Re: COPY command character set

From: "Peter Headland" <pheadland(at)actuate(dot)com>
To: "Tom Lane" <tgl(at)sss(dot)pgh(dot)pa(dot)us>
Cc: <pgsql-general(at)postgresql(dot)org>
Subject: Re: COPY command character set
Date: 2009-09-10 17:52:18
Message-ID: 71F491F5DA99604A80DE49424BF3D02B0CD9A21C@exchange8.actuate.com
Views: Raw Message | Whole Thread | Download mbox | Resend email
Thread:
Lists: pgsql-general

> The COPY command reference page saith
>
> Input data is interpreted according to the current client encoding,
> and output data is encoded in the the current client encoding, even
> if the data does not pass through the client but is read from or
> written to a file.

Rats - I read the manual page twice and that didn't register on my
feeble consciousness. I suspect that I didn't look beyond the word
"client", since I knew I wasn't interested in client behavior and I was
speed-reading. On the assumption that I am not uniquely stupid, maybe we
could re-phrase this slightly, with a "for example", and add a heading
"Localization"?

As a general comment, I18N/L10N is a hairy enough topic that it merits
its own heading in any commands where it is an issue.

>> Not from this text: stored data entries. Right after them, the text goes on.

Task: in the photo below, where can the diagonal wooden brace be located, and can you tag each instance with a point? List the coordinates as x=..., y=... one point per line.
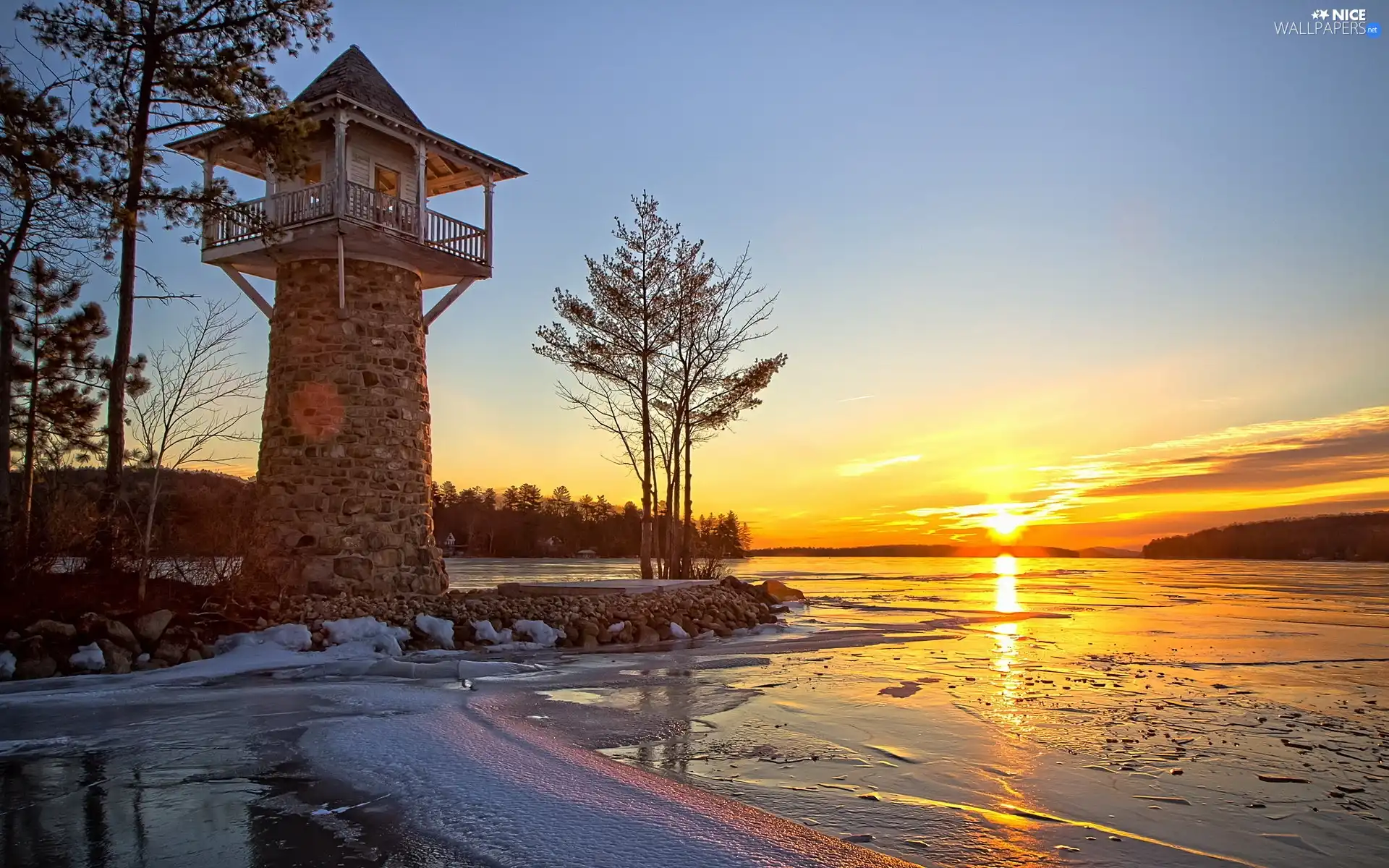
x=250, y=291
x=448, y=299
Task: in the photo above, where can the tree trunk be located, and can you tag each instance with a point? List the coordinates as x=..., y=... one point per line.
x=689, y=506
x=647, y=467
x=673, y=509
x=31, y=430
x=125, y=321
x=146, y=543
x=12, y=259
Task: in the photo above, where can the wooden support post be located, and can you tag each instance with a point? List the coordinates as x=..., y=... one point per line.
x=249, y=291
x=342, y=276
x=421, y=156
x=486, y=226
x=448, y=299
x=208, y=181
x=341, y=164
x=270, y=193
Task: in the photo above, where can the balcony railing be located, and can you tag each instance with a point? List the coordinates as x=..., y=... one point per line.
x=259, y=217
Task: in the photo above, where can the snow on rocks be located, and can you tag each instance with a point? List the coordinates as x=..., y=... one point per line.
x=439, y=629
x=483, y=631
x=375, y=625
x=539, y=632
x=289, y=637
x=88, y=659
x=367, y=631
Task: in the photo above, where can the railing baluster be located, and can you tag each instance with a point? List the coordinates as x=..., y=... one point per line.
x=363, y=203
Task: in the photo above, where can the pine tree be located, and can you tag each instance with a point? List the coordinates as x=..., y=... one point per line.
x=43, y=211
x=59, y=380
x=157, y=69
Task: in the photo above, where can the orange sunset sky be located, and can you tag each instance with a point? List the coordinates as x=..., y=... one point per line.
x=1121, y=267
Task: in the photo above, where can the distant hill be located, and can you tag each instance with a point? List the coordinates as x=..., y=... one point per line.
x=916, y=552
x=1354, y=537
x=1109, y=552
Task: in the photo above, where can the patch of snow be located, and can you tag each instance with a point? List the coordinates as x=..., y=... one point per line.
x=439, y=629
x=539, y=632
x=516, y=793
x=88, y=659
x=289, y=637
x=326, y=810
x=370, y=632
x=483, y=631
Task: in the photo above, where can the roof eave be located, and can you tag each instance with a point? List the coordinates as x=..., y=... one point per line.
x=199, y=143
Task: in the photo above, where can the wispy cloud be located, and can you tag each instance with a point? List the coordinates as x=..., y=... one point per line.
x=1295, y=461
x=862, y=469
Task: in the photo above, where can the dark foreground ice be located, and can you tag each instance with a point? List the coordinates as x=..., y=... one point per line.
x=937, y=712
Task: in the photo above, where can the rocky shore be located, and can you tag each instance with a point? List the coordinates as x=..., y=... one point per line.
x=124, y=642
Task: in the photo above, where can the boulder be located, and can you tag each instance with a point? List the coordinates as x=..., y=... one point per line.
x=646, y=637
x=117, y=632
x=171, y=650
x=150, y=626
x=117, y=658
x=52, y=629
x=780, y=592
x=36, y=667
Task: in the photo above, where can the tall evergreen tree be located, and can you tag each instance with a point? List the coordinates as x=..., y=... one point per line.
x=43, y=211
x=59, y=378
x=610, y=342
x=164, y=69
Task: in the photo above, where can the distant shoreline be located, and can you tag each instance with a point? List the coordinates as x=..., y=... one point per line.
x=928, y=550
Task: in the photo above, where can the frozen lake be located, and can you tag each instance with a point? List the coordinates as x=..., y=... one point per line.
x=957, y=712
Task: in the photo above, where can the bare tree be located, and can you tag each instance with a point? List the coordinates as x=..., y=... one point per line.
x=721, y=314
x=652, y=353
x=614, y=339
x=156, y=69
x=197, y=399
x=43, y=213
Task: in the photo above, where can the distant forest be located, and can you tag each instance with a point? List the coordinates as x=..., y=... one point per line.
x=916, y=550
x=522, y=521
x=1356, y=537
x=205, y=513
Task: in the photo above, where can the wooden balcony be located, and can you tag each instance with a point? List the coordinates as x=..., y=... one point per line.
x=307, y=223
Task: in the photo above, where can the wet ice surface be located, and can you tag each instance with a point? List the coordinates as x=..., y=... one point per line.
x=937, y=712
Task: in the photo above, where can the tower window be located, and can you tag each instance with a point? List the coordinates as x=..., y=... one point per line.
x=388, y=181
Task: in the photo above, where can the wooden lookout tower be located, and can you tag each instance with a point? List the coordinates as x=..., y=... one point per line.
x=350, y=242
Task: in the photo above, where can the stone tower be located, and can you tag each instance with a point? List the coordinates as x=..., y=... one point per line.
x=352, y=246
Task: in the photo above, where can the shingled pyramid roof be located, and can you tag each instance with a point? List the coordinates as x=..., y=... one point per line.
x=359, y=80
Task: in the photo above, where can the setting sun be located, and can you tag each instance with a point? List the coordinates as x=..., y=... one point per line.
x=1005, y=524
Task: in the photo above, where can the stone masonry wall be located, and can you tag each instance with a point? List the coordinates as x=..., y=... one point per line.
x=345, y=445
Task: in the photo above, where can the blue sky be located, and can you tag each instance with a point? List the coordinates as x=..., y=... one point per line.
x=1028, y=231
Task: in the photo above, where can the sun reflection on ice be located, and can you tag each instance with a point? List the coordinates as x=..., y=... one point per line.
x=1006, y=635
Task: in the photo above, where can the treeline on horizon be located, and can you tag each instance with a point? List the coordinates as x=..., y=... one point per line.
x=524, y=521
x=1351, y=537
x=914, y=550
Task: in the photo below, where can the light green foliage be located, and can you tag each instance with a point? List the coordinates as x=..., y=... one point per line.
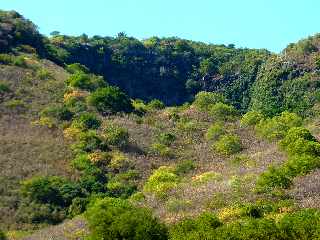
x=166, y=139
x=228, y=144
x=4, y=88
x=161, y=181
x=88, y=142
x=178, y=205
x=199, y=228
x=222, y=111
x=111, y=219
x=184, y=167
x=161, y=150
x=87, y=121
x=85, y=81
x=251, y=118
x=155, y=105
x=204, y=100
x=77, y=68
x=275, y=128
x=2, y=236
x=215, y=131
x=110, y=100
x=115, y=135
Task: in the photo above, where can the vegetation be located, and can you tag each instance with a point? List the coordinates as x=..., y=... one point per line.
x=158, y=151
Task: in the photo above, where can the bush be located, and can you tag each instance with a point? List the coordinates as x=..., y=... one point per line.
x=215, y=131
x=119, y=162
x=166, y=139
x=273, y=178
x=116, y=136
x=161, y=150
x=201, y=227
x=204, y=100
x=2, y=236
x=155, y=105
x=110, y=100
x=161, y=181
x=77, y=68
x=4, y=88
x=59, y=112
x=276, y=128
x=184, y=167
x=222, y=111
x=87, y=121
x=117, y=219
x=251, y=118
x=299, y=140
x=85, y=81
x=89, y=142
x=50, y=190
x=228, y=144
x=37, y=213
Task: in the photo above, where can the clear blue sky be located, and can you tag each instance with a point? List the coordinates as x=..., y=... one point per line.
x=270, y=24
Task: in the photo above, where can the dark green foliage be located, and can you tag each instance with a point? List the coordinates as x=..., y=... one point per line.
x=117, y=219
x=228, y=144
x=50, y=190
x=85, y=81
x=251, y=118
x=222, y=111
x=59, y=112
x=155, y=104
x=166, y=139
x=77, y=68
x=110, y=100
x=116, y=136
x=89, y=142
x=276, y=128
x=205, y=100
x=2, y=236
x=198, y=228
x=184, y=167
x=87, y=121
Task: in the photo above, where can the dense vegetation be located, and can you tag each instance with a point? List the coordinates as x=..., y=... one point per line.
x=162, y=138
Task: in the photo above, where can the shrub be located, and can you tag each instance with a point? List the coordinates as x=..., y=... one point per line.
x=50, y=190
x=161, y=181
x=228, y=144
x=87, y=121
x=119, y=162
x=89, y=142
x=116, y=136
x=251, y=118
x=59, y=112
x=222, y=111
x=37, y=213
x=201, y=227
x=85, y=81
x=184, y=167
x=77, y=68
x=215, y=131
x=77, y=207
x=117, y=219
x=155, y=105
x=273, y=178
x=276, y=128
x=166, y=139
x=204, y=100
x=161, y=150
x=2, y=236
x=110, y=100
x=4, y=88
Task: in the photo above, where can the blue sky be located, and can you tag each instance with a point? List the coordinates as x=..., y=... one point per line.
x=270, y=24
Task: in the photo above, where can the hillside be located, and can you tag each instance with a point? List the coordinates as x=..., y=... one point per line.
x=156, y=139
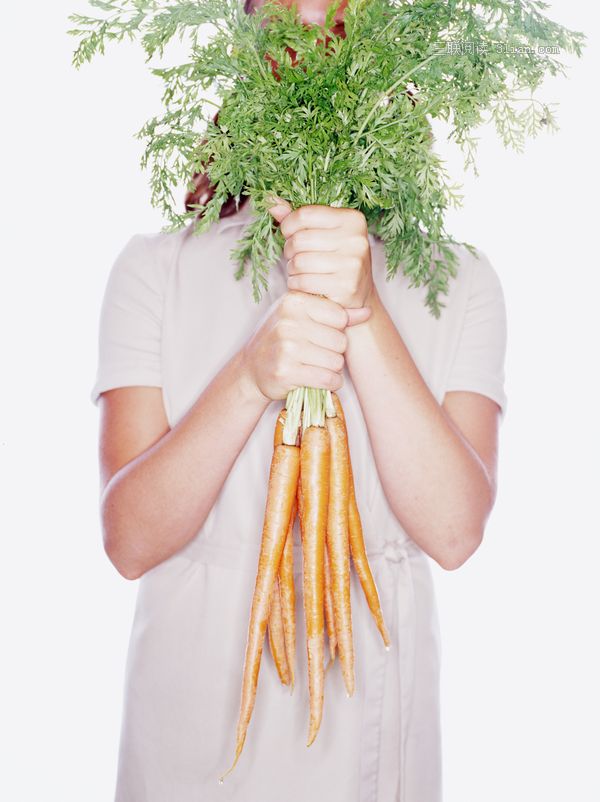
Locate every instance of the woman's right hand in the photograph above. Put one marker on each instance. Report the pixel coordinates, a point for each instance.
(301, 344)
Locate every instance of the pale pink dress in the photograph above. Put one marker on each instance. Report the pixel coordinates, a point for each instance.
(171, 317)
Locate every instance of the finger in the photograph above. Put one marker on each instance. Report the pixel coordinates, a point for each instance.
(321, 378)
(360, 315)
(326, 337)
(280, 209)
(310, 216)
(327, 284)
(324, 310)
(318, 357)
(316, 262)
(310, 239)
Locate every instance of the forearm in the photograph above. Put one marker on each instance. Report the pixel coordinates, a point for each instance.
(157, 502)
(435, 482)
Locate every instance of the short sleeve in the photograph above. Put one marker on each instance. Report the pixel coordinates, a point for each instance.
(129, 335)
(479, 361)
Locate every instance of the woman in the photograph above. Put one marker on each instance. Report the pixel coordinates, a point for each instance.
(190, 380)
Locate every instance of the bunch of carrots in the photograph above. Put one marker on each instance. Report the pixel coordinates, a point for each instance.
(313, 480)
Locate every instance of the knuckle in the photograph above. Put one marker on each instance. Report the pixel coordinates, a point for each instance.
(338, 362)
(340, 316)
(334, 381)
(342, 342)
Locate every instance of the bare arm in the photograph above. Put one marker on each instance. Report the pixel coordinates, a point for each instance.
(437, 463)
(155, 503)
(160, 483)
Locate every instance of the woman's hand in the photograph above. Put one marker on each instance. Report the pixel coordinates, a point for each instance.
(328, 252)
(301, 344)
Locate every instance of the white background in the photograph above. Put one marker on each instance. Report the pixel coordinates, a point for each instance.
(519, 620)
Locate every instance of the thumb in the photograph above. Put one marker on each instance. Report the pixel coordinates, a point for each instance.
(360, 315)
(280, 209)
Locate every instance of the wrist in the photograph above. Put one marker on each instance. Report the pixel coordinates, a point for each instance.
(250, 392)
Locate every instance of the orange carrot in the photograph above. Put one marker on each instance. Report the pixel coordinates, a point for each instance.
(329, 619)
(338, 548)
(357, 546)
(287, 591)
(314, 477)
(276, 635)
(288, 597)
(283, 481)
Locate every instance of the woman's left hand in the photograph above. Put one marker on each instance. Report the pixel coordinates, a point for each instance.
(328, 252)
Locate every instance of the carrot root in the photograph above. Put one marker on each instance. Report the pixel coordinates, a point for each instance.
(288, 598)
(277, 635)
(283, 481)
(329, 617)
(338, 548)
(314, 499)
(357, 546)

How about my suggestion to add a means (extend COPY syntax) to specify
encoding explicitly and handle UTF lead bytes - would that be of
interest?

--
Peter Headland
Architect
Actuate Corporation

-----Original Message-----
From: Tom Lane [mailto:tgl(at)sss(dot)pgh(dot)pa(dot)us]
Sent: Thursday, September 10, 2009 10:38
To: Peter Headland
Cc: pgsql-general(at)postgresql(dot)org
Subject: Re: [GENERAL] COPY command character set

"Peter Headland" <pheadland(at)actuate(dot)com> writes:
>> set client_encoding = 'utf8';
>> copy from stdin/to stdout;

> What if I want to do this on the server side (because it's much, much
> faster)? Does COPY use the default encoding of the database? If not,
> what?

> If this is a restrictive as it appears, and there are no outstanding
> enhancements planned in this area, I might be interested in improving
> this command to allow specifying the encoding and to have it do
obvious
> stuff like recognize UTF lead bytes automatically. At the very least,
> the documentation needs some work to explain these subtleties.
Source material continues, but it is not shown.